DelphinusLab / prover-node-docker

Docker environment for zkwasm prover node
10 stars 4 forks source link

Prover Node Docker

This is the docker container for the prover node. This container is responsible for running the prover node and handling tasks from the server.

Table of Contents

If you had installed the prover docker before, please go to the Upgrading Prover Node section directly for upgrading.

Environment

The prover node requires a CUDA capable GPU, currently at minimum an RTX 4090.

The docker container is built on top of Nvidia's docker runtime and requires the Nvidia docker runtime to be installed on the host machine.

Setting up the Host Machine

We need to install the nvidia-container-toolkit on the host machine. This is a requirement for the docker container to be able to access the GPU.

https://docs.nvidia.com/datacenter/cloud-native/container-toolkit/latest/install-guide.html#setting-up-nvidia-container-toolkit

Since the docs aren't the clearest, these are the commands to copy paste!

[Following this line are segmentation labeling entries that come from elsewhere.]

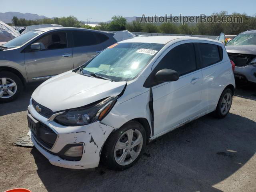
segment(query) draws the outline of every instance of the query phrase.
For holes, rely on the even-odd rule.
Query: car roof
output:
[[[201,38],[200,37],[178,36],[152,36],[150,37],[136,37],[120,41],[120,43],[149,43],[166,44],[173,40],[180,39],[183,40],[204,40],[214,42],[220,42],[210,39]]]
[[[84,30],[86,31],[97,31],[100,32],[102,33],[113,33],[111,32],[108,32],[106,31],[98,31],[97,30],[93,30],[92,29],[85,29],[84,28],[76,28],[76,27],[45,27],[44,28],[39,28],[38,29],[36,29],[32,30],[33,31],[42,31],[43,32],[45,32],[46,31],[51,31],[51,30],[54,30],[58,29],[64,29],[64,30]]]
[[[250,33],[256,33],[256,30],[250,30],[249,31],[245,31],[241,34],[250,34]]]

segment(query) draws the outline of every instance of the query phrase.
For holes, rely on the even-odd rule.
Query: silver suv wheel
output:
[[[16,91],[17,84],[14,80],[5,77],[0,78],[0,98],[10,98]]]

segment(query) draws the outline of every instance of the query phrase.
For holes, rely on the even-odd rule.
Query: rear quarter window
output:
[[[223,51],[220,46],[203,43],[197,44],[202,68],[215,64],[222,60]]]
[[[72,33],[75,47],[89,46],[100,43],[95,35],[95,33],[76,31],[72,32]]]
[[[101,33],[95,33],[95,36],[98,39],[100,43],[103,43],[108,39],[108,37]]]

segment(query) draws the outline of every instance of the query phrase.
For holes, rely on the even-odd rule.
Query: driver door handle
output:
[[[199,78],[199,77],[197,77],[196,78],[194,78],[191,80],[190,83],[192,83],[192,84],[194,84],[196,82],[200,80],[200,78]]]
[[[71,54],[70,54],[69,53],[65,53],[62,55],[62,57],[69,57],[70,56],[71,56]]]

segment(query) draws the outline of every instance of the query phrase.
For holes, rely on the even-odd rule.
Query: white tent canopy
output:
[[[19,35],[18,31],[0,21],[0,42],[7,42]]]
[[[24,33],[29,32],[32,30],[34,30],[36,29],[40,29],[40,28],[45,28],[46,27],[63,27],[62,25],[56,25],[55,24],[45,24],[42,25],[30,25],[28,26],[26,29],[24,30],[24,31],[22,32],[21,34],[24,34]]]
[[[119,31],[116,32],[113,36],[117,41],[119,41],[125,40],[126,39],[130,39],[136,37],[136,36],[132,34],[129,31]]]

distribution=$(. /etc/os-release;echo $ID$VERSION_ID) \
      && curl -fsSL https://nvidia.github.io/libnvidia-container/gpgkey | sudo gpg --dearmor -o /usr/share/keyrings/nvidia-container-toolkit-keyring.gpg \
      && curl -s -L https://nvidia.github.io/libnvidia-container/$distribution/libnvidia-container.list | \
            sed 's#deb https://#deb [signed-by=/usr/share/keyrings/nvidia-container-toolkit-keyring.gpg] https://#g' | \
            sudo tee /etc/apt/sources.list.d/nvidia-container-toolkit.list

and then

sudo apt-get update

and then

sudo apt-get install -y nvidia-container-toolkit

Configure Docker daemon to use the nvidia runtime as the default runtime.

sudo nvidia-ctk runtime configure --runtime=docker --set-as-default

Restart the docker daemon

sudo systemctl restart docker (Ubuntu)

sudo service docker restart (WSL Ubuntu)

Another method to set the runtime is to run this script after the cuda toolkit is installed. https://github.com/NVIDIA/nvidia-docker

sudo nvidia-ctk runtime configure

Building

The image is currently built with

The versions should not be changed unless the prover node is updated. The compiled prover node binary is sensitive to the CUDA version and the Ubuntu version.

Build the Docker Image

Better clean the old docker image/volumes if you want.

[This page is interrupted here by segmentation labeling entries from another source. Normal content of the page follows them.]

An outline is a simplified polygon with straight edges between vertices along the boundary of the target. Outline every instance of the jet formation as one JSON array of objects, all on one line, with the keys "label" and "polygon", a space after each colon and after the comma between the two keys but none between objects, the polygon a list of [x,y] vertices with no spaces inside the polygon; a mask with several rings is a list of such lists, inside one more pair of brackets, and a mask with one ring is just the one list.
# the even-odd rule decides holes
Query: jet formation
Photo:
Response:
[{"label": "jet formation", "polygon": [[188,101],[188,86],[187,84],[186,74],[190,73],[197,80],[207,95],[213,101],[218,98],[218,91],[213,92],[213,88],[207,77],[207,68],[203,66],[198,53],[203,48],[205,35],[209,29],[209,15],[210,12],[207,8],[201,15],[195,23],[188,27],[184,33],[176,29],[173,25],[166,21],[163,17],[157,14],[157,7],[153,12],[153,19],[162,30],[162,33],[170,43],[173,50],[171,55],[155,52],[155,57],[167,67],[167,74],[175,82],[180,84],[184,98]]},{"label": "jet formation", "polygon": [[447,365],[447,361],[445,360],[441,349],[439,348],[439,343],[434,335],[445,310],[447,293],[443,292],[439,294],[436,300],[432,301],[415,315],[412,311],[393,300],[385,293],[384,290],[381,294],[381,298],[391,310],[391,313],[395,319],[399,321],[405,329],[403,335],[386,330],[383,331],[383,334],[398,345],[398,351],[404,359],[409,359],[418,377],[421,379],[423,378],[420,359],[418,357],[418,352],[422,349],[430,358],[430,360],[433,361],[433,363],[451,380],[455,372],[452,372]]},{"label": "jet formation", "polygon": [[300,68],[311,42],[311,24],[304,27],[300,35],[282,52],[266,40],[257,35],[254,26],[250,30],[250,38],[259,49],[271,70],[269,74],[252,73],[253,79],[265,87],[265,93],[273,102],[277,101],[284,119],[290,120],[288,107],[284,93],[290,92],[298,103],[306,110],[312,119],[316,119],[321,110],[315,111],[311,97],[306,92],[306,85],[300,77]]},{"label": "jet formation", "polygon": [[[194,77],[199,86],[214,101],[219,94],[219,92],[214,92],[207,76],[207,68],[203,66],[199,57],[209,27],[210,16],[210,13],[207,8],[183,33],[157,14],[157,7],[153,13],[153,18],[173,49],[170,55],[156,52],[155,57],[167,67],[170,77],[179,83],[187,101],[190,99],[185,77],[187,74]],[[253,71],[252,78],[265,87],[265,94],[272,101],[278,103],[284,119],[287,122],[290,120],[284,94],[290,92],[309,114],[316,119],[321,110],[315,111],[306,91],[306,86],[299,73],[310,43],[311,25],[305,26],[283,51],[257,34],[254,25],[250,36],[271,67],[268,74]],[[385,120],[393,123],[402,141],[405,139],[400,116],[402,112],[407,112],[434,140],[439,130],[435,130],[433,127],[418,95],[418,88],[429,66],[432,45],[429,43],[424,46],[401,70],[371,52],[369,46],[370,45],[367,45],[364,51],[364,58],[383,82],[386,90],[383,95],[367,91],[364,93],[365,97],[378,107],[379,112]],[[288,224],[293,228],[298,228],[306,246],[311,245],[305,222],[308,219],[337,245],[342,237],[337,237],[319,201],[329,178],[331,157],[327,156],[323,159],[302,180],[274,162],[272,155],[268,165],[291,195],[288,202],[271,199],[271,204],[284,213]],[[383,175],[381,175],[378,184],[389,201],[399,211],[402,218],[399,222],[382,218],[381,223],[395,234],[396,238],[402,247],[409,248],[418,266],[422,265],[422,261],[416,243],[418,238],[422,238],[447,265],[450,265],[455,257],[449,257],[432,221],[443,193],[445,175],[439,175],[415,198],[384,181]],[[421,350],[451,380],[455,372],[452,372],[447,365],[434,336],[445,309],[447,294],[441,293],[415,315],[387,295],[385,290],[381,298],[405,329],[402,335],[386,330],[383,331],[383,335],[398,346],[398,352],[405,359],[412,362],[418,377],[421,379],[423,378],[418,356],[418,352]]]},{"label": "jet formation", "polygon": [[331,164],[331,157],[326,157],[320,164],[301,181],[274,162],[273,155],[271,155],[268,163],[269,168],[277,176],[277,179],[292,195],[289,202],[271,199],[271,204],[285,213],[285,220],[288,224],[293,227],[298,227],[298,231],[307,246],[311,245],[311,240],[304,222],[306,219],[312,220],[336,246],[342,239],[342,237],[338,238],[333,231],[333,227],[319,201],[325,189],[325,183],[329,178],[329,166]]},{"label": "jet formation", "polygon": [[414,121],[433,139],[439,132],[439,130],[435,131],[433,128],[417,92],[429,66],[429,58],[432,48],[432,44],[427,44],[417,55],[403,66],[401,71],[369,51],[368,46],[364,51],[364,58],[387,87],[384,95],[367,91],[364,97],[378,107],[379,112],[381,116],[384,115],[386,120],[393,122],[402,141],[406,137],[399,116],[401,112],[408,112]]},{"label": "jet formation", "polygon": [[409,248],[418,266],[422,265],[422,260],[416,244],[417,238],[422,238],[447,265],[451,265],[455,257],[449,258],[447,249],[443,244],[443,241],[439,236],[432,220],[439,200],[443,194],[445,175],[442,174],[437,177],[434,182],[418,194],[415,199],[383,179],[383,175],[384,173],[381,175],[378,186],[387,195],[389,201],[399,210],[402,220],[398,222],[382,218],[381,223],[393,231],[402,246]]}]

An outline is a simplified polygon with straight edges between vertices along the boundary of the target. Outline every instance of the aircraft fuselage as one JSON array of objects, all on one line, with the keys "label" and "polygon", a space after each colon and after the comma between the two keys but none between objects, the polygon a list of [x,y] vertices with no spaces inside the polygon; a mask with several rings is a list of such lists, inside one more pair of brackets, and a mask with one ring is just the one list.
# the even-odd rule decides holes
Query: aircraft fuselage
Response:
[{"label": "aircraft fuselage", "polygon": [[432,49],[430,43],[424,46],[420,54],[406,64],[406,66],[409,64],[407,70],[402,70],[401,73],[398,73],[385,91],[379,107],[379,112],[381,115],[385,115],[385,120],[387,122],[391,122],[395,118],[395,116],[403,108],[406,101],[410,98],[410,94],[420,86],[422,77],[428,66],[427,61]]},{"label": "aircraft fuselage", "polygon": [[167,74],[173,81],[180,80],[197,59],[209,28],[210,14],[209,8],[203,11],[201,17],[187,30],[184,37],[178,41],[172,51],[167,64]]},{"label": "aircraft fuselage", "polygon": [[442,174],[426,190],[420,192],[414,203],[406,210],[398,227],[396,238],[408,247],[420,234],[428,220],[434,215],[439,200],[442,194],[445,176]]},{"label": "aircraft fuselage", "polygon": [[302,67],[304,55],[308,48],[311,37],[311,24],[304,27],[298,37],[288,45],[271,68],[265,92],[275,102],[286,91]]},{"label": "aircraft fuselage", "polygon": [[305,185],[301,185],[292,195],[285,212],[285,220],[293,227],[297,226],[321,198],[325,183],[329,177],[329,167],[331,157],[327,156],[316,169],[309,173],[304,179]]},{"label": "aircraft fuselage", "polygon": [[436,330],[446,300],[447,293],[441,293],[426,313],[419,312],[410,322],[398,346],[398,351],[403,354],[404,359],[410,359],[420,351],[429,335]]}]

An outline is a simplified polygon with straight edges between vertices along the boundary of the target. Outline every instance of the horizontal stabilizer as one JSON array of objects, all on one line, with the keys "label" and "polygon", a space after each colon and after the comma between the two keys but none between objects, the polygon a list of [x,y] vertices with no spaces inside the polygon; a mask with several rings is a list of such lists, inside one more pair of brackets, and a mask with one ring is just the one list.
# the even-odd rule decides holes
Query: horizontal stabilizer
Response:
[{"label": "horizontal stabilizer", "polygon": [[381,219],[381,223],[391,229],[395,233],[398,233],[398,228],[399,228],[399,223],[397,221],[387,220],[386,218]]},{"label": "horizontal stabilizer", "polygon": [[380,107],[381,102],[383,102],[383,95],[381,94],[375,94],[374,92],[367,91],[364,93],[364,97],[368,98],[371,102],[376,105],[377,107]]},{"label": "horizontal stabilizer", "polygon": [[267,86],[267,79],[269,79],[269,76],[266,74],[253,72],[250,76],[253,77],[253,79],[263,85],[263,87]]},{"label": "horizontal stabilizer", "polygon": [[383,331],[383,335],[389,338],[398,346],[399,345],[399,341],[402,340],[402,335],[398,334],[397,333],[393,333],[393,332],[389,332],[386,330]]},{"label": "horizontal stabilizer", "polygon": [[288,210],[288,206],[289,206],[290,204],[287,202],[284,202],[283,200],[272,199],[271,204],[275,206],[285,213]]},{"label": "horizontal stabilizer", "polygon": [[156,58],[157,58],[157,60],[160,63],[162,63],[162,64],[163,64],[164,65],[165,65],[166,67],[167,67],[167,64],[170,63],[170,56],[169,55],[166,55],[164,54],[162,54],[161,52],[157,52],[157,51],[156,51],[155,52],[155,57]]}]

To Build the docker image, run the following command in the root directory of the repository.

bash build_image.sh

We do not use BuildKit as there are issues with the CUDA runtime and BuildKit.

Running

Prover Node Configuration

prover_config.json file is the config file for prover node service.

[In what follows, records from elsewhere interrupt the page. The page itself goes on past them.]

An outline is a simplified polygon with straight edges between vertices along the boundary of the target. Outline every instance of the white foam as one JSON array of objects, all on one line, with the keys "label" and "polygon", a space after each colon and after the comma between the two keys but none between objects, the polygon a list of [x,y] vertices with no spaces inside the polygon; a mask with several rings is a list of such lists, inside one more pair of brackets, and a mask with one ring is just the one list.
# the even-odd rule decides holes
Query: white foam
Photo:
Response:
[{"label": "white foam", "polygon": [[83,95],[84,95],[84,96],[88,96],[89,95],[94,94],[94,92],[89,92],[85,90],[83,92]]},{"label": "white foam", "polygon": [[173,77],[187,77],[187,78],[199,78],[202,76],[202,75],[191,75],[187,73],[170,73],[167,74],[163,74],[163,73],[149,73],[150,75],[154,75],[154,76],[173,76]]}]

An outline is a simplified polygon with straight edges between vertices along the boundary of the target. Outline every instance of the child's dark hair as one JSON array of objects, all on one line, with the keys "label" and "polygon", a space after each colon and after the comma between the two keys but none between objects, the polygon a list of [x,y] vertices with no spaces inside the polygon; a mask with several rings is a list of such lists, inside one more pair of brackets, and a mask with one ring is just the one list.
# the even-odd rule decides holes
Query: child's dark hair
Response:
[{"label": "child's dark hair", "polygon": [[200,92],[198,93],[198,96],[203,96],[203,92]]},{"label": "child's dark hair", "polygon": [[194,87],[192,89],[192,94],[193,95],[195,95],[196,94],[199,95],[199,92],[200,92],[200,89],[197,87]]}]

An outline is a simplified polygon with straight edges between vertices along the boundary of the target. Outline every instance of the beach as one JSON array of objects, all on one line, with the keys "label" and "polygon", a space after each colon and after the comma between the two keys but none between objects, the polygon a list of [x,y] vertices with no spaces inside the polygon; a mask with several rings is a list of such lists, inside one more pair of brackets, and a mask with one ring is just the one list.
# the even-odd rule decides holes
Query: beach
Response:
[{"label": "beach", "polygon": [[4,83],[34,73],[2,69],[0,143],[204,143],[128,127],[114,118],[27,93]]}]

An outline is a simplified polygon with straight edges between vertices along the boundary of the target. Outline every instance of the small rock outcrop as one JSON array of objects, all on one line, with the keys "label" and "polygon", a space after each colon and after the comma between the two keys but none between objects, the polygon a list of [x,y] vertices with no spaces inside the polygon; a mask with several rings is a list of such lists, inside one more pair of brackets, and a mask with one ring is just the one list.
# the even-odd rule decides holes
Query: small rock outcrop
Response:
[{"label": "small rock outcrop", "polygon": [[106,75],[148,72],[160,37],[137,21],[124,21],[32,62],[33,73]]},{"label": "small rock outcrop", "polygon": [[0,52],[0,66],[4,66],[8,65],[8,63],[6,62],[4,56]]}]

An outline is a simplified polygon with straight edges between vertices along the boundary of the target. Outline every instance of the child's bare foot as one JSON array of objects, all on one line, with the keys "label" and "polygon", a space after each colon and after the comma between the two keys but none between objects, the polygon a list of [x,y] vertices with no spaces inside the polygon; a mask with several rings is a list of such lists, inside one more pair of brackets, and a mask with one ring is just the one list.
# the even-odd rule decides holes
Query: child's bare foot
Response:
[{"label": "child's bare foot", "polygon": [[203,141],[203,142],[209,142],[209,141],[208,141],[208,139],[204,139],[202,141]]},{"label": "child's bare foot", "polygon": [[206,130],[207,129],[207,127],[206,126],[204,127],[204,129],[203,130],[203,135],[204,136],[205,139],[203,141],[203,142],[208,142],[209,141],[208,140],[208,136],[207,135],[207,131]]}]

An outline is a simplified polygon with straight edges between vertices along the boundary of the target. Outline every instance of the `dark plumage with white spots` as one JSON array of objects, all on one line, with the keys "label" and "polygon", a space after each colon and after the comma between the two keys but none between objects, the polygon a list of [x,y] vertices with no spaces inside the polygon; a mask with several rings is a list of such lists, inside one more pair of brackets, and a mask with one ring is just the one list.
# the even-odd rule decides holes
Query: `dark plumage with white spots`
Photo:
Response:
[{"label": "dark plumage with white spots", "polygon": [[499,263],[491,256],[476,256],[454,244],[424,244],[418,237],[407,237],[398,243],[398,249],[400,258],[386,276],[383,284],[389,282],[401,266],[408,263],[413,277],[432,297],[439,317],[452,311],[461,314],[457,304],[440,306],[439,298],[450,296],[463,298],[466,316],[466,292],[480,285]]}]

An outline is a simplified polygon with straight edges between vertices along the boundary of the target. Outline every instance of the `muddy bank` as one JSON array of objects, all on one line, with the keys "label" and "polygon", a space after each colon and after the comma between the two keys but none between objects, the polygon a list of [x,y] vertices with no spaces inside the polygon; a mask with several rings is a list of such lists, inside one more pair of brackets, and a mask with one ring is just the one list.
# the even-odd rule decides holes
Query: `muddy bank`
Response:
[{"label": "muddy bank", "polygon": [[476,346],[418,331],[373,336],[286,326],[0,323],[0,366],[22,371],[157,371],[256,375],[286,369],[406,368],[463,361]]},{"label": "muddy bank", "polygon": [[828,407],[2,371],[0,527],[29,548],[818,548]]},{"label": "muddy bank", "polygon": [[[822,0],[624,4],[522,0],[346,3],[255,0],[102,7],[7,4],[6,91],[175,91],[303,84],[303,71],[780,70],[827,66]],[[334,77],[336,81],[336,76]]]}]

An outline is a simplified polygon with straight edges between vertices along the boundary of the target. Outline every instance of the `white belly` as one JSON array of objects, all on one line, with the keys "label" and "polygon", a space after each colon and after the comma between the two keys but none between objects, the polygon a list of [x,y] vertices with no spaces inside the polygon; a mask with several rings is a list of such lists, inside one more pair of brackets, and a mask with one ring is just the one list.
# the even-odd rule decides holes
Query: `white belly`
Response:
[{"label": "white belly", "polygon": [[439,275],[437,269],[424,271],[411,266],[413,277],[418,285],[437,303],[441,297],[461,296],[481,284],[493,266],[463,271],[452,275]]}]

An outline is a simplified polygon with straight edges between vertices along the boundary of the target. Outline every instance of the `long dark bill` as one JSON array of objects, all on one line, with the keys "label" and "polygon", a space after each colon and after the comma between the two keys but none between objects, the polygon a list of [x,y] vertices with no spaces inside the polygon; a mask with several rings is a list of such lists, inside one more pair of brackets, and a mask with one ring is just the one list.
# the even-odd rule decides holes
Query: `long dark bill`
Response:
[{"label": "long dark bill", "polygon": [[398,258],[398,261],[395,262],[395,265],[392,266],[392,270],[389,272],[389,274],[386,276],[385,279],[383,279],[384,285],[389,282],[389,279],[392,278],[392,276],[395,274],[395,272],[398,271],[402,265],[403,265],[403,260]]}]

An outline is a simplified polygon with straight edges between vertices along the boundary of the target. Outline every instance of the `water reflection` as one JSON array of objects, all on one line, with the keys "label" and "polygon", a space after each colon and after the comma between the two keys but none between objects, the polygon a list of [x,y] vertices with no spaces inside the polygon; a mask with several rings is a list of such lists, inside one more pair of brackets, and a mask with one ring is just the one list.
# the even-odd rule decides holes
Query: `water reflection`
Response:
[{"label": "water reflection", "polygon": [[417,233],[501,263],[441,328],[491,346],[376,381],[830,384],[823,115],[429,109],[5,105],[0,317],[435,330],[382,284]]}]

Dry Run Service Configuration

The Dry Run service will be required to run parallel to the prover node. The Dry Run service is responsible for synchronising tasks with the server and ensuring the prover node is working correctly. This service must be run in parallel to the prover node, so running the service through docker compose is recommended.

dry_run_config.json file is the config file for prover dry run service, modify the connection strings to the server and the MongoDB instance.

HugePages Configuration

It is required to set the hugepages on the host machine to the correct value. This is done by setting the vm.nr_hugepages kernel parameter.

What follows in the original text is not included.